Long range (LoRa) wireless networks have been widely proposed as a efficient wireless access networks for the battery-constrained Internet of Things (IoT) devices. In many practical search-and-rescue (SAR) operations, one challenging problem is finding the location of devices carried by a lost person. However, using a LoRa-based IoT network for SAR operations will have a limited coverage caused by high signal attenuation due to the terrestrial blockages especially in highly remote areas. To overcome this challenge, the use of unmanned aerial vehicles (UAVs) as a flying LoRa gateway to transfer messages from ground LoRa nodes to the ground rescue station can be a promising solution. In this paper, the problem of the flying LoRa (FL) gateway control in the search-and-rescue system using the UAV-assisted LoRa network is modeled as a partially observable Markov decision process. Then, a deep meta-RL-based policy is proposed to control the FL gateway trajectory during SAR operation. For initialization of proposed deep meta-RL-based policy, first, a deep RL-based policy is designed to determine the adaptive FL gateway trajectory in a fixed search environment including a fixed radio geometry. Then, as a general solution, a deep meta-RL framework is used for SAR in any new and unknown environments to integrate the prior FL gateway experience with information collected from the other search environments and rapidly adapt the SAR policy model for SAR operation in a new environment. The proposed UAV-assisted LoRa network is then experimentally designed and implemented. Practical evaluation results show that if the deep meta-RL based control policy is applied instead of the deep RL-based one, the number of SAR time slots decreases from 141 to 50.
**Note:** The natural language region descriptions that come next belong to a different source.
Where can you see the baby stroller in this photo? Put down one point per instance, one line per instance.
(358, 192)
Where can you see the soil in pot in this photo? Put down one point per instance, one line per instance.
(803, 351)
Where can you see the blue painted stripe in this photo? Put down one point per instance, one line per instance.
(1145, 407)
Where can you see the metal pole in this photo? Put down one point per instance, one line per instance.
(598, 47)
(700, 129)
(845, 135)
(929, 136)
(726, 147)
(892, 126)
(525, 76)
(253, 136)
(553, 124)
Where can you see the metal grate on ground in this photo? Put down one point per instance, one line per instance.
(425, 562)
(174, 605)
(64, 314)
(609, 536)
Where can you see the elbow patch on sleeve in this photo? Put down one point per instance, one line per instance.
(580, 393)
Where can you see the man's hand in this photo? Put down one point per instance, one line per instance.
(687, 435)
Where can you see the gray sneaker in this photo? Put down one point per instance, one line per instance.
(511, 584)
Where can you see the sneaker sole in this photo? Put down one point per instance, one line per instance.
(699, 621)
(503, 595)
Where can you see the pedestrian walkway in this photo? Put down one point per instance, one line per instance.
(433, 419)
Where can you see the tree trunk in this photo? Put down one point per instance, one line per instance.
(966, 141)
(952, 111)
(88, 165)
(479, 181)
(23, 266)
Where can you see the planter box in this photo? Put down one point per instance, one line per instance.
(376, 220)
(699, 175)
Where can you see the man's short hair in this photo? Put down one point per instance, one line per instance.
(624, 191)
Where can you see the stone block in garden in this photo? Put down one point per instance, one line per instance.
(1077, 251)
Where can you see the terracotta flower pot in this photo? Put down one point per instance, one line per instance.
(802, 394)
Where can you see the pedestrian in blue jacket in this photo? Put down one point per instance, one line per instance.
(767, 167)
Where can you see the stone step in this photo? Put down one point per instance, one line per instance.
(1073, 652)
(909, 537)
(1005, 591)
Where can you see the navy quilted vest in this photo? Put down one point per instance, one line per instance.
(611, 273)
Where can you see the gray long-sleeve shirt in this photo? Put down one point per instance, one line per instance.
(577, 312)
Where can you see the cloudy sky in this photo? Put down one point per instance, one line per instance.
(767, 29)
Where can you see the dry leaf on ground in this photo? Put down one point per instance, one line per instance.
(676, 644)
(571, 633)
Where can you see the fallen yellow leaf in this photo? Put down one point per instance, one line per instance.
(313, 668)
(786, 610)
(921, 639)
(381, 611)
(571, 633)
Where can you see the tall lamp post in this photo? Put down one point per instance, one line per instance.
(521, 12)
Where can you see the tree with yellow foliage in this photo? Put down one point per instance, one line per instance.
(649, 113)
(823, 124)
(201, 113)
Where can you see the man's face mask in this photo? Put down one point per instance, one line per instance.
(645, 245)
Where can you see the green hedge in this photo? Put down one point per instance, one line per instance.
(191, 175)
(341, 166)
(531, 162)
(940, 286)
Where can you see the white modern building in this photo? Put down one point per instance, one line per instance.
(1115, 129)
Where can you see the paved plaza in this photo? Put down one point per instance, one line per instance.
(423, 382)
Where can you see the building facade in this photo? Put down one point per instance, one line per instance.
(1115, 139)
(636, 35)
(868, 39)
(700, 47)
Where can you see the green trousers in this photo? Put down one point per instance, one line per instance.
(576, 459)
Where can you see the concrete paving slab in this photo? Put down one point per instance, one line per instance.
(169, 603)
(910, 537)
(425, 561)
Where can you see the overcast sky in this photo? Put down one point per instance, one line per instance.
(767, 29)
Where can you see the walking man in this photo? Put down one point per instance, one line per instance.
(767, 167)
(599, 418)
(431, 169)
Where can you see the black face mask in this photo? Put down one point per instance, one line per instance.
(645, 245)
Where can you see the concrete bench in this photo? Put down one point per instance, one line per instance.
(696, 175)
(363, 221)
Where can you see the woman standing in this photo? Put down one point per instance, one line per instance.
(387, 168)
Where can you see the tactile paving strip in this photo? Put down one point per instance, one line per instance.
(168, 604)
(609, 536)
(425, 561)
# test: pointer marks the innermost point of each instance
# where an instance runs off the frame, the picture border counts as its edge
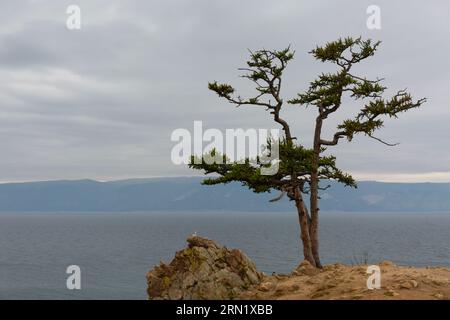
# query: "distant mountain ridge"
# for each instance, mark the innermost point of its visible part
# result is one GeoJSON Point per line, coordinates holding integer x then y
{"type": "Point", "coordinates": [187, 194]}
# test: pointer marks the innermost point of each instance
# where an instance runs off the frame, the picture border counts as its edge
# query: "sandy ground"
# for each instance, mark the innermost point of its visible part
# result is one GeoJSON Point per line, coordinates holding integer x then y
{"type": "Point", "coordinates": [339, 281]}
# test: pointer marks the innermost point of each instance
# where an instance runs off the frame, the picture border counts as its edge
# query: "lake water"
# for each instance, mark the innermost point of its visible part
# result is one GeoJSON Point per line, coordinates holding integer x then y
{"type": "Point", "coordinates": [115, 251]}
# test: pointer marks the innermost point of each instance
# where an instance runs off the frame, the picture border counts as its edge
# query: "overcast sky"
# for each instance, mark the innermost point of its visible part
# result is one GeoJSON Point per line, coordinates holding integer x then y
{"type": "Point", "coordinates": [101, 102]}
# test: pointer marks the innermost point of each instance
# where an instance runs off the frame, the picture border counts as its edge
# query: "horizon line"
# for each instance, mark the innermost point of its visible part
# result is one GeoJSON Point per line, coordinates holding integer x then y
{"type": "Point", "coordinates": [108, 180]}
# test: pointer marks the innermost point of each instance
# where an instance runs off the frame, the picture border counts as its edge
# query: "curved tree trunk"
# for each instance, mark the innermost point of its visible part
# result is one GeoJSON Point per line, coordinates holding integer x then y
{"type": "Point", "coordinates": [304, 229]}
{"type": "Point", "coordinates": [314, 194]}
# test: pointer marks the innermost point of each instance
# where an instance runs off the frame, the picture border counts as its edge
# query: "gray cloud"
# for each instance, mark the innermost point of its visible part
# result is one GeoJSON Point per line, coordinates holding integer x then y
{"type": "Point", "coordinates": [101, 102]}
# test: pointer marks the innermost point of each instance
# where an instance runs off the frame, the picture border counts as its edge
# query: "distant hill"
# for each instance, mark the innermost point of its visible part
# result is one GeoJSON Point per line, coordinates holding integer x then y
{"type": "Point", "coordinates": [187, 194]}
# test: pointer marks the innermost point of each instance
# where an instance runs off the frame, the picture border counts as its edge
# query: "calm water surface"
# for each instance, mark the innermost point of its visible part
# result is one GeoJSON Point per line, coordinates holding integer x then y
{"type": "Point", "coordinates": [115, 251]}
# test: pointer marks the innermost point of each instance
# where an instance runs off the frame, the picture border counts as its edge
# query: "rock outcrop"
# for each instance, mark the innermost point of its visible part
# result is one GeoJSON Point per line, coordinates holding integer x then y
{"type": "Point", "coordinates": [203, 270]}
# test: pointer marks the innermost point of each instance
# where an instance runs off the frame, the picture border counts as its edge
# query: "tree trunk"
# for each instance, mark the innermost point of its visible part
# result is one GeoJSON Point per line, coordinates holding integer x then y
{"type": "Point", "coordinates": [314, 226]}
{"type": "Point", "coordinates": [314, 194]}
{"type": "Point", "coordinates": [304, 229]}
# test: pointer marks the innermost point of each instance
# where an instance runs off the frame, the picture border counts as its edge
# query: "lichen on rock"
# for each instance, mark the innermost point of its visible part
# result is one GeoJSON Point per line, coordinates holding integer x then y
{"type": "Point", "coordinates": [203, 270]}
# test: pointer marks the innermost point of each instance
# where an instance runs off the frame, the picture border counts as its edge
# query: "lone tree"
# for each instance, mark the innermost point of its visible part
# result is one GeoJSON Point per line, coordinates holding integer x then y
{"type": "Point", "coordinates": [301, 169]}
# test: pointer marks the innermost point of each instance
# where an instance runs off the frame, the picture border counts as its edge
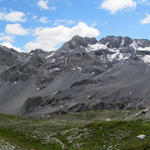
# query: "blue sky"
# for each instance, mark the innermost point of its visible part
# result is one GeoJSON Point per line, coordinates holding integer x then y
{"type": "Point", "coordinates": [31, 24]}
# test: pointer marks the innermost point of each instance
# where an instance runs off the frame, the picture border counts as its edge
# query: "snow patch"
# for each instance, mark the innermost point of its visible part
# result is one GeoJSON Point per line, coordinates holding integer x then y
{"type": "Point", "coordinates": [95, 47]}
{"type": "Point", "coordinates": [50, 55]}
{"type": "Point", "coordinates": [146, 59]}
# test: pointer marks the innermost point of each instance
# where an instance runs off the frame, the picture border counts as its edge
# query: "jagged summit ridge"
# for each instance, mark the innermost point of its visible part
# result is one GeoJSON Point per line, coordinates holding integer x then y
{"type": "Point", "coordinates": [84, 74]}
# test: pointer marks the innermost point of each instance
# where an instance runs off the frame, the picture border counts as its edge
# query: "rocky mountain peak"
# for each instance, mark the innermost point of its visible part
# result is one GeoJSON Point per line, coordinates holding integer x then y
{"type": "Point", "coordinates": [116, 42]}
{"type": "Point", "coordinates": [78, 41]}
{"type": "Point", "coordinates": [85, 74]}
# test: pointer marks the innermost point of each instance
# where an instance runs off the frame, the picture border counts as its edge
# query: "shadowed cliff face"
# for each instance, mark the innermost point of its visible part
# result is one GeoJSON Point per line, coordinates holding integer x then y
{"type": "Point", "coordinates": [84, 74]}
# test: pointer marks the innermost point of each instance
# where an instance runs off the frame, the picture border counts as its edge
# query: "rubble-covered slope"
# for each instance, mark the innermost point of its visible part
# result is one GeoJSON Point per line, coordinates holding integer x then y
{"type": "Point", "coordinates": [84, 74]}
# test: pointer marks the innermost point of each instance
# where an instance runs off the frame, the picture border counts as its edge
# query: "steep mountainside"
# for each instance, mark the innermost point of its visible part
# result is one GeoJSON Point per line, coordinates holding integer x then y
{"type": "Point", "coordinates": [84, 74]}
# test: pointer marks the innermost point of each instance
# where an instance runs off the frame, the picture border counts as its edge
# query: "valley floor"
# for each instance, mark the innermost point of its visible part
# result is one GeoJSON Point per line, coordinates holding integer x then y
{"type": "Point", "coordinates": [74, 132]}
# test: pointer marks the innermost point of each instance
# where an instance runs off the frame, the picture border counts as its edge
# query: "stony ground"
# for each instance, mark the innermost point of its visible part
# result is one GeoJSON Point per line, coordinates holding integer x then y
{"type": "Point", "coordinates": [74, 132]}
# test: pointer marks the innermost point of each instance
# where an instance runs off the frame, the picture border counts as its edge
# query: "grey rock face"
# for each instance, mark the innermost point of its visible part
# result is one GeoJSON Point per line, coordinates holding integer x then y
{"type": "Point", "coordinates": [84, 74]}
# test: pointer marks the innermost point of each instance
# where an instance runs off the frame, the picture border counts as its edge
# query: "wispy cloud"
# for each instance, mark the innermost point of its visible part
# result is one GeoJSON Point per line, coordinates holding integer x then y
{"type": "Point", "coordinates": [117, 5]}
{"type": "Point", "coordinates": [16, 29]}
{"type": "Point", "coordinates": [146, 20]}
{"type": "Point", "coordinates": [43, 4]}
{"type": "Point", "coordinates": [14, 16]}
{"type": "Point", "coordinates": [49, 38]}
{"type": "Point", "coordinates": [63, 21]}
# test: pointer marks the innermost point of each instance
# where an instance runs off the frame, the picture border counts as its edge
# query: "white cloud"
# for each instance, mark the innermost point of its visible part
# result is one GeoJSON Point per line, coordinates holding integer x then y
{"type": "Point", "coordinates": [63, 21]}
{"type": "Point", "coordinates": [44, 20]}
{"type": "Point", "coordinates": [49, 38]}
{"type": "Point", "coordinates": [14, 16]}
{"type": "Point", "coordinates": [6, 38]}
{"type": "Point", "coordinates": [16, 29]}
{"type": "Point", "coordinates": [43, 4]}
{"type": "Point", "coordinates": [117, 5]}
{"type": "Point", "coordinates": [9, 45]}
{"type": "Point", "coordinates": [146, 20]}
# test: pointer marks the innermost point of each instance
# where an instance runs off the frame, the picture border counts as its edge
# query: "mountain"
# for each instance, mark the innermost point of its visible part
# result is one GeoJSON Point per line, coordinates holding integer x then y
{"type": "Point", "coordinates": [84, 74]}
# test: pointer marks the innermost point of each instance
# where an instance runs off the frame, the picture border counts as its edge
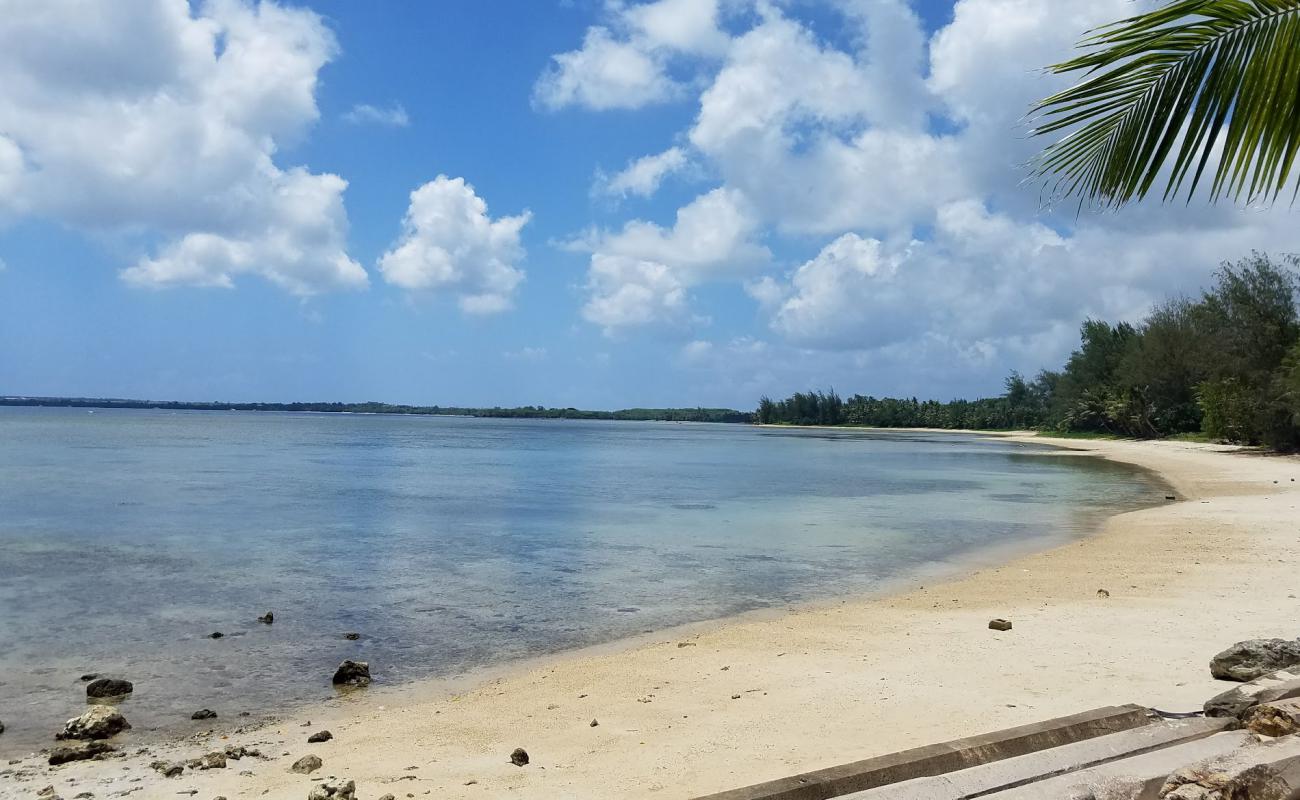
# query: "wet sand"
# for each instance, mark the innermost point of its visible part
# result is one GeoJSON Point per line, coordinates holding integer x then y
{"type": "Point", "coordinates": [731, 703]}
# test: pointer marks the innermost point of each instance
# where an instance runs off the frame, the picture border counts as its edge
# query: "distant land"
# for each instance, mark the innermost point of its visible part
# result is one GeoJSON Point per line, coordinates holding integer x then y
{"type": "Point", "coordinates": [672, 415]}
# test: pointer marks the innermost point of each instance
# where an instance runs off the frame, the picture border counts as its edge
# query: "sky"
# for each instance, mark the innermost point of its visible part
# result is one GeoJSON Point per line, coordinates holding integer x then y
{"type": "Point", "coordinates": [593, 203]}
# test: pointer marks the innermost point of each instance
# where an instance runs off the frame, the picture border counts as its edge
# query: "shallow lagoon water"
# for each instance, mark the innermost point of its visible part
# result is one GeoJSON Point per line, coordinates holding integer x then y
{"type": "Point", "coordinates": [449, 544]}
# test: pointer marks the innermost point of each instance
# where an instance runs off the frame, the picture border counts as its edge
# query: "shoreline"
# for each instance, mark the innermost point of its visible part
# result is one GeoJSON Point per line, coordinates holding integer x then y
{"type": "Point", "coordinates": [726, 703]}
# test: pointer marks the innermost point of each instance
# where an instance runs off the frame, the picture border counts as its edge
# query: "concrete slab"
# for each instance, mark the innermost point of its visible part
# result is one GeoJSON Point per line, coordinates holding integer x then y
{"type": "Point", "coordinates": [1012, 773]}
{"type": "Point", "coordinates": [947, 757]}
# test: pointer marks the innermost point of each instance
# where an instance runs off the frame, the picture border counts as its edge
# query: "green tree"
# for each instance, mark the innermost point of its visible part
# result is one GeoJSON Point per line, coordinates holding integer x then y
{"type": "Point", "coordinates": [1162, 91]}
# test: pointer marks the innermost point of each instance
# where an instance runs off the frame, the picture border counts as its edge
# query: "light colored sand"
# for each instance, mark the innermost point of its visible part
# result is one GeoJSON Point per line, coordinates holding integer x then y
{"type": "Point", "coordinates": [823, 684]}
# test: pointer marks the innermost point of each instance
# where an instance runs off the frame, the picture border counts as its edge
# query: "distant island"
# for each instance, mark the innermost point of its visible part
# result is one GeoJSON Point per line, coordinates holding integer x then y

翻译：长距离（LoRa）无线网络已被广泛提出作为电池受限的物联网（IoT）设备的高效无线接入网络。在许多实际的搜索与救援（SAR）行动中，一个具有挑战性的问题是定位失踪人员所携带设备的位置。然而，基于LoRa的IoT网络用于SAR行动时，由于地面障碍物（尤其在偏远地区）造成的高信号衰减，其覆盖范围将受到限制。为克服这一挑战，使用无人机（UAV）作为飞行LoRa网关，将地面LoRa节点的消息传输至地面救援站，是一种有前景的解决方案。本文中，无人机辅助LoRa网络的搜救系统中，飞行LoRa（FL）网关的控制问题被建模为部分可观测马尔可夫决策过程。随后，提出了一种基于深度元强化学习（deep meta-RL）的策略，以在SAR行动中控制FL网关的轨迹。为初始化所提出的深度元强化学习策略，首先设计了一种基于深度强化学习（deep RL）的策略，在包含固定无线电几何结构的固定搜索环境中确定自适应FL网关轨迹。然后，作为通用解决方案，采用深度元强化学习框架，用于任何新未知环境中的SAR任务，该框架整合先前的FL网关经验与其他搜索环境收集的信息，并快速适应新环境中的SAR策略模型。随后，对所提出的无人机辅助LoRa网络进行了实验设计和实施。实际评估结果表明，若采用基于深度元强化学习的控制策略替代深度强化学习策略，SAR时隙数从141减少至50。